[Urgent Suggestion] Complete Deployment Guide: SDPA Patch (2x speed), 4-bit Fix for 8GB GPUs & Visual Examples

#6
by NodeLinker - opened

Hello Tencent Team,

Youtu-VL-4B is a powerful SOTA model, but the current Hugging Face README and codebase are missing critical elements for community adoption. Based on extensive reverse-engineering and benchmarking on RTX 5060 Ti 16GB, here is a comprehensive guide and a list of requested improvements to the official repository.

1. πŸ›  Strict Environment Requirements (Pre-built Path)

To ensure the model runs out-of-the-box on Linux (Python 3.12), use this exact configuration:

# Recommended for RTX 30xx, 40xx, and Blackwell
pip install "transformers>=4.56.0,<=4.57.1" torch==2.9.0 accelerate pillow torchvision git+https://github.com/lucasb-eyer/pydensecrf.git opencv-python-headless 
pip install flash-attn==2.8.3 --no-build-isolation

Note: Ensure your system CUDA version is compatible with Torch 2.9.0 (up to 12.8).

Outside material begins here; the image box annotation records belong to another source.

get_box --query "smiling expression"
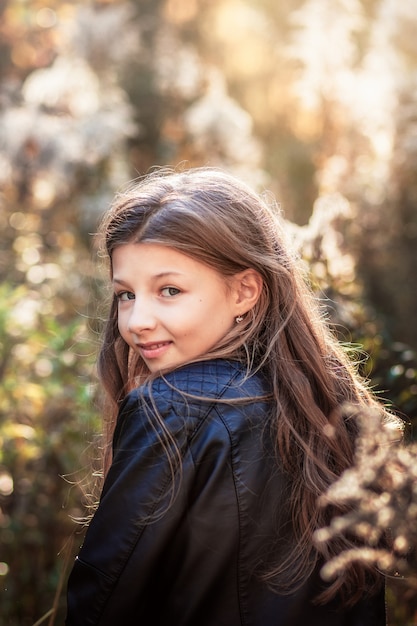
[112,243,241,373]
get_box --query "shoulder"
[151,359,267,402]
[115,359,267,442]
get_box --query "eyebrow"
[113,270,184,287]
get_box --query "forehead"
[112,243,225,283]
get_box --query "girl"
[66,163,385,626]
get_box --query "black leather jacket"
[66,360,385,626]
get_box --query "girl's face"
[112,243,242,373]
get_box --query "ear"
[229,269,263,315]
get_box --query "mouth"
[138,341,172,359]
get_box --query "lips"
[138,341,171,359]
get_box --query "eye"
[116,291,135,302]
[161,287,181,298]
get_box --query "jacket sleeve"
[66,392,193,626]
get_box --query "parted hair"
[98,168,388,601]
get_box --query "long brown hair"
[98,168,396,599]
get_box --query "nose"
[127,298,156,335]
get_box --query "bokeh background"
[0,0,417,626]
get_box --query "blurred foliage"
[0,0,417,626]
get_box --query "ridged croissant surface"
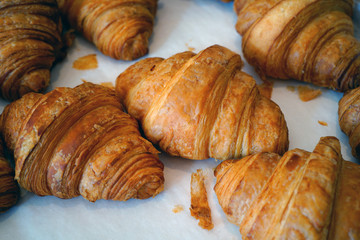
[0,138,20,213]
[58,0,157,60]
[214,137,360,239]
[234,0,360,91]
[116,45,288,159]
[338,88,360,159]
[0,0,62,100]
[2,83,164,201]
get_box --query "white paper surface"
[0,0,360,240]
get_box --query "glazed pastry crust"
[0,0,63,100]
[338,88,360,158]
[190,169,214,230]
[214,137,360,239]
[234,0,360,91]
[2,83,164,201]
[116,45,288,159]
[58,0,157,60]
[0,138,20,213]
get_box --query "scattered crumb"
[73,54,98,70]
[318,120,328,127]
[286,86,296,92]
[190,169,214,230]
[173,204,184,213]
[298,85,321,102]
[63,28,75,48]
[185,43,195,52]
[100,82,115,90]
[258,81,274,99]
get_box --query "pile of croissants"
[0,0,360,239]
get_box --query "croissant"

2. ⚑ Performance Benchmarks (The SDPA Impact)

The current implementation forces eager mode on many setups, which is unusable. Our tests show that adding SDPA support doubles the speed on older architectures and provides a stable fallback for all users.

Implementation Precision Speed (Tokens/s) VRAM (Peak) Note
Eager BF16 1.95 t/s ~13.0 GB Very slow default.
SDPA (Patched) BF16 3.89 t/s ~11.7 GB 2x speedup. Critical for non-Ampere GPUs.
Flash Attention 2 Mixed 4-bit 8.69 t/s ~5.9 GB Optimal setup. 4.5x faster than default.

3. 🩹 The SDPA Patch (Mandatory for < RTX 30-series & Stability)

The official code hardcodes a check for flash_attention_2, throwing a KeyError: 'sdpa'. We propose adding a native SDPA class to modeling_siglip2.py to enable support for any 8GB+ GPU.

Action: Inject this class into modeling_siglip2.py:

class Vision_SDPAAttention(nn.Module):
    def __init__(self, config) -> None:
        super().__init__()
        dim, heads = config.hidden_size, config.num_attention_heads
        self.num_heads, self.head_dim = heads, dim // heads
        self.k_proj, self.v_proj, self.q_proj, self.out_proj = [nn.Linear(dim, dim) for _ in range(4)]
        self.dropout = getattr(config, "attention_dropout", 0.0)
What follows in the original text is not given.